Given
$F: \Bbb R^n$ $\mathbf x$ $\Bbb R$ $\rightarrow \Bbb R$, $n \in \Bbb N$,
$(x, t) = (x_1, x_2, ..., x_n, t) \rightarrow F(x, t)$,
$F(x, t) := \sin(\sum_{k=1}^n x_k - \sqrt nt)$,
$\Delta F$ $:=$ $\sum_{k=1}^n$ $d^2F \over d(x_k)^2$,
I would like to show that
$\Delta F$ $-$ $d^2F \over dt^2 $ = $0$.
Approach
I take a guess that this looks much more complicated than it actually is.
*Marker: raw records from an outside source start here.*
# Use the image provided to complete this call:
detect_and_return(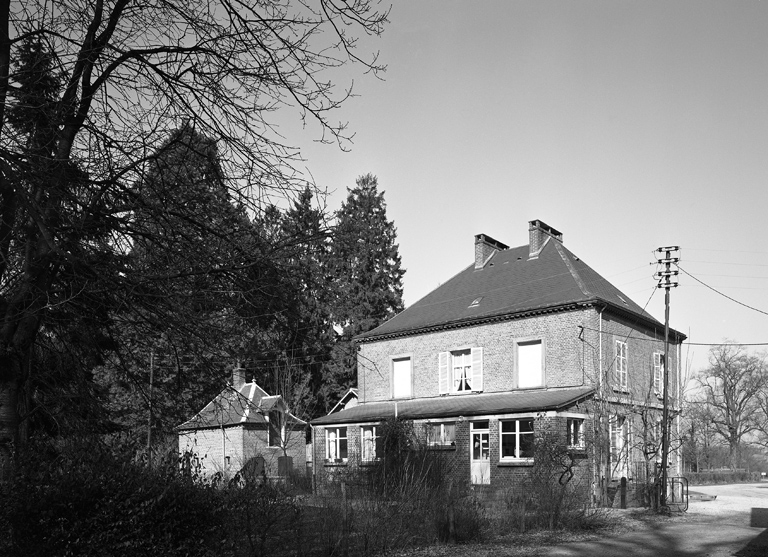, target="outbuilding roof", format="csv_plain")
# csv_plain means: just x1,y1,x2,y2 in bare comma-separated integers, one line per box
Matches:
178,381,306,431
312,386,594,425
357,231,683,342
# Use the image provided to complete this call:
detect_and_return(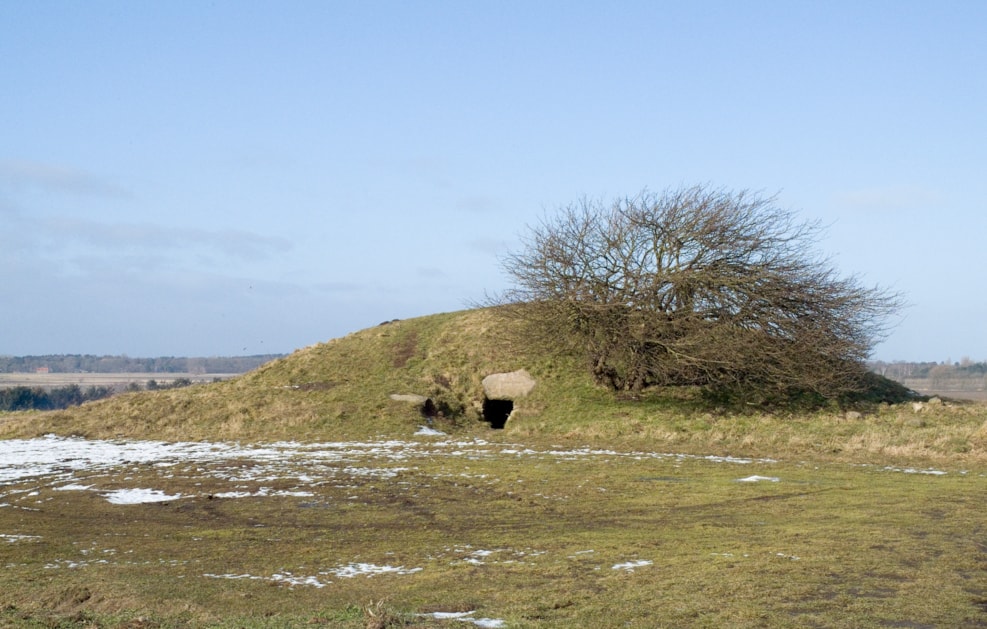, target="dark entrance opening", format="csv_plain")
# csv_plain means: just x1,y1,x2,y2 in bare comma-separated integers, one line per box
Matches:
482,398,513,429
421,398,437,419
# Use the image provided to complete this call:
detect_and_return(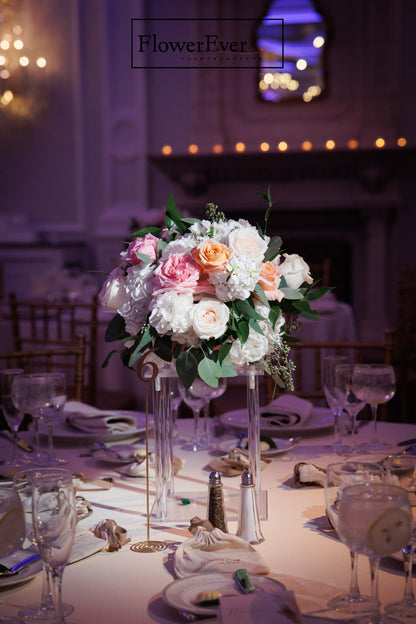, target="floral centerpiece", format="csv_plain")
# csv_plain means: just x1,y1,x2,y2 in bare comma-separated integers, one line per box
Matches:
100,189,329,389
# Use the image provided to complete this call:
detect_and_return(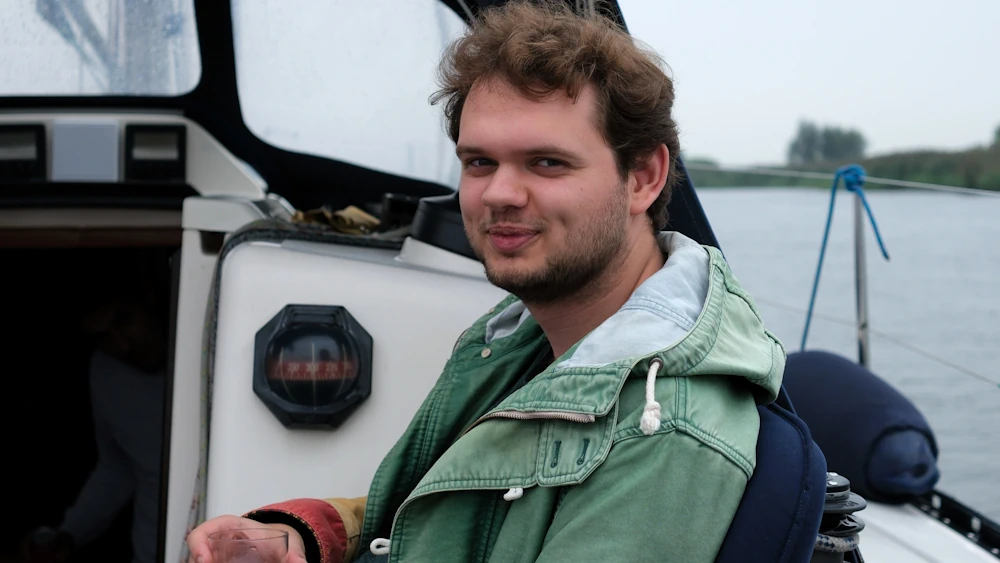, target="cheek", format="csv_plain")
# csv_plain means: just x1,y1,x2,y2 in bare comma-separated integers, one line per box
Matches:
459,183,483,222
535,184,603,227
458,182,483,215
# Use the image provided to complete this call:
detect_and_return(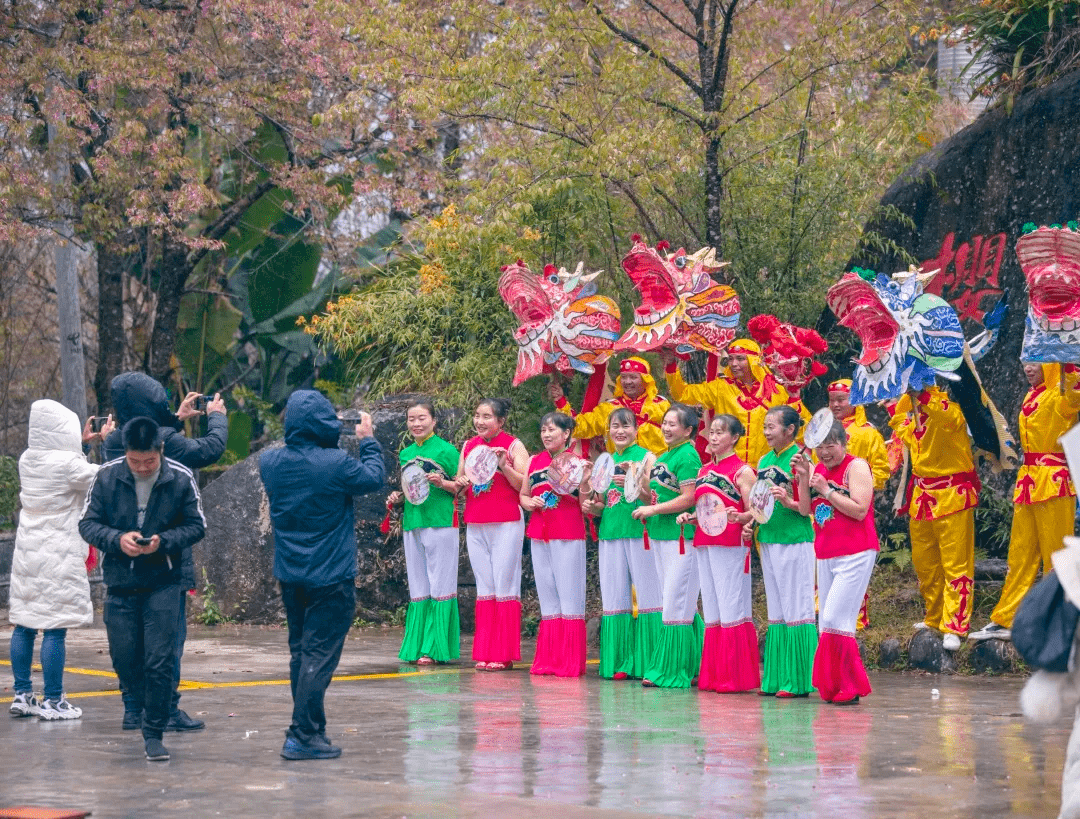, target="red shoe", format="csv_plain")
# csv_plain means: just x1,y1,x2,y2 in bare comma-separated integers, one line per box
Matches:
417,656,435,666
612,672,628,681
642,679,657,688
475,662,489,670
832,695,860,706
775,690,809,699
487,661,513,671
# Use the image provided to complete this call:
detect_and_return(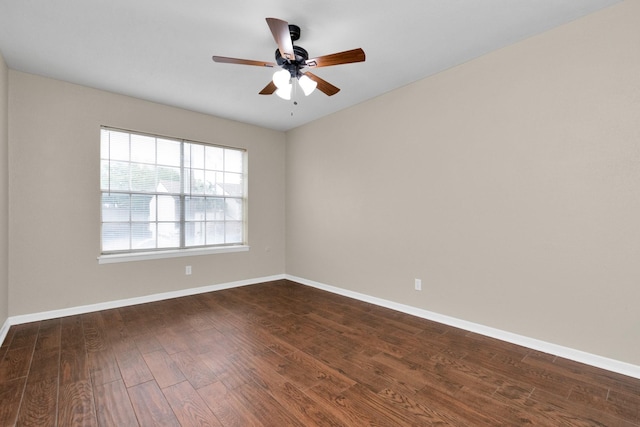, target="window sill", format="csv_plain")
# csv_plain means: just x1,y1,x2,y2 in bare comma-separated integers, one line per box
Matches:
97,245,250,264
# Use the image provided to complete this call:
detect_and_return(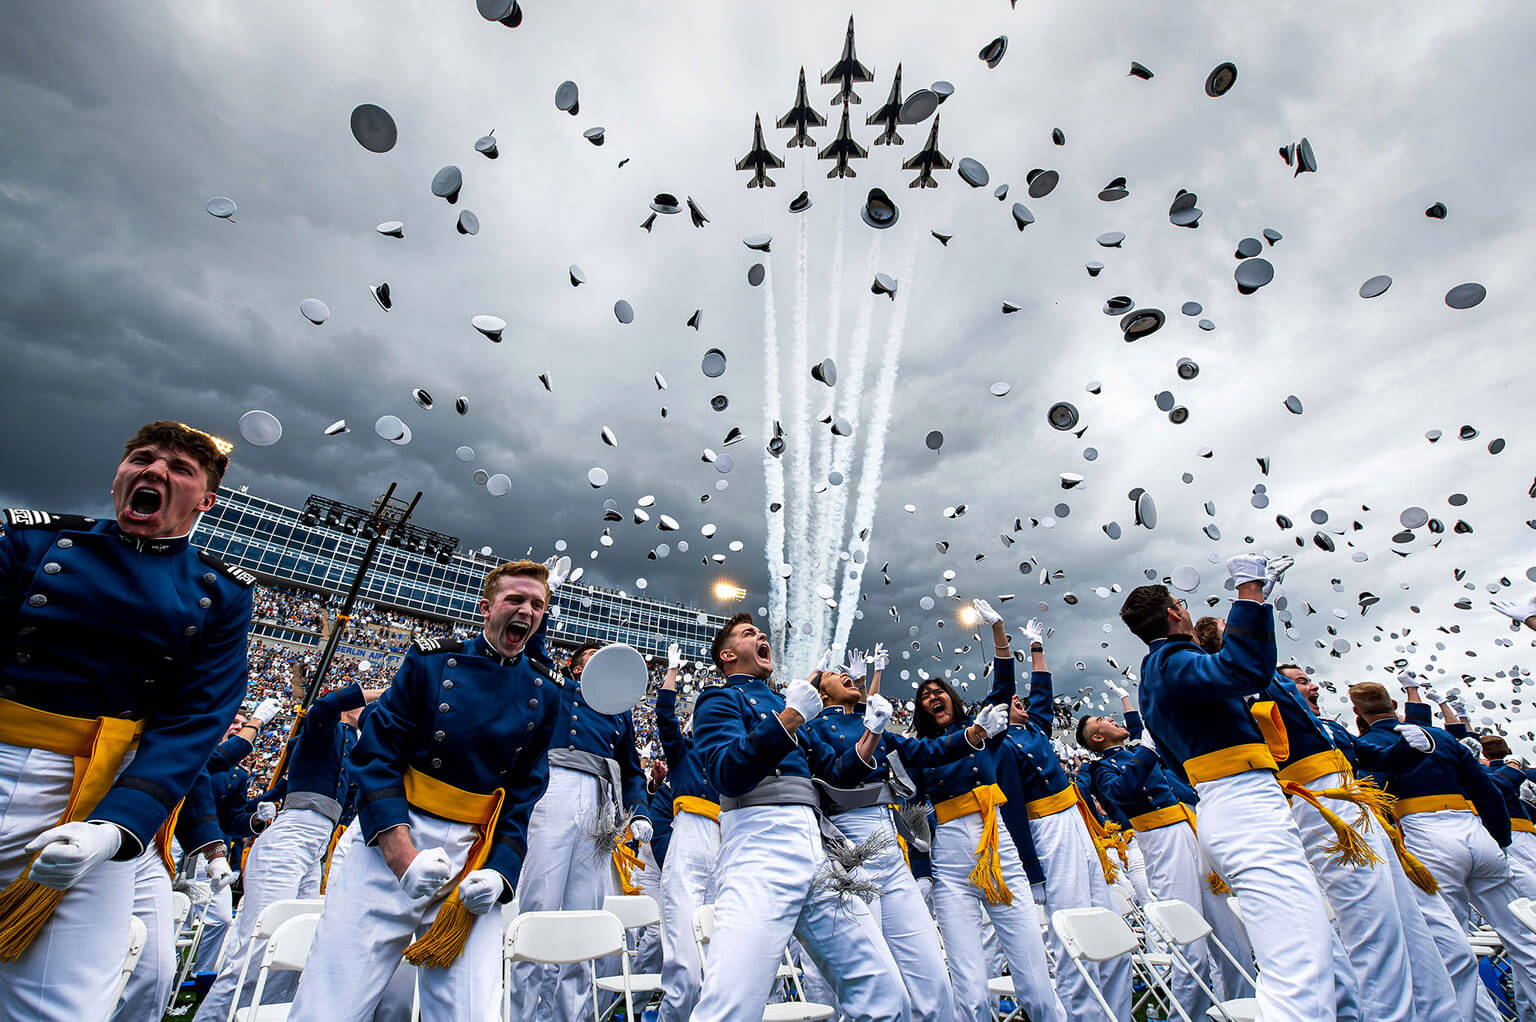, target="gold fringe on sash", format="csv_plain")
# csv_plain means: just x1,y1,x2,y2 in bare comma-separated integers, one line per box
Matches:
398,769,505,969
1279,778,1387,869
935,784,1013,906
1071,793,1121,885
319,824,345,894
1206,871,1232,896
1372,808,1439,894
154,801,184,877
612,831,645,897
First, I calculate the necessary derivatives:
$dF\over d(x_k)^2$ $= \cos(\sum_{k=1}^n x_k - \sqrt n t)$
$d^2F \over d(x_k)^2$ $= - \sin(\sum_{k=1}^n x_k - \sqrt n t)$
$dF \over dt^2$ $= \cos(\sum_{k=1}^n x_k - \sqrt n t) * (-\sqrt n)$
$d^2F \over dt^2$ $=$ $n$ $*$ $\sin(\sum_{k=1}^n x_k - \sqrt nt) $
Recall that $sin(u)'=cos(u).u'$, $cos(u)'=-sin(u).u'$, $sin(-u)'=cos(u).(-u')$, and $\Delta F= \sum_{i=1}^n \partial_{x_i, x_i}F$.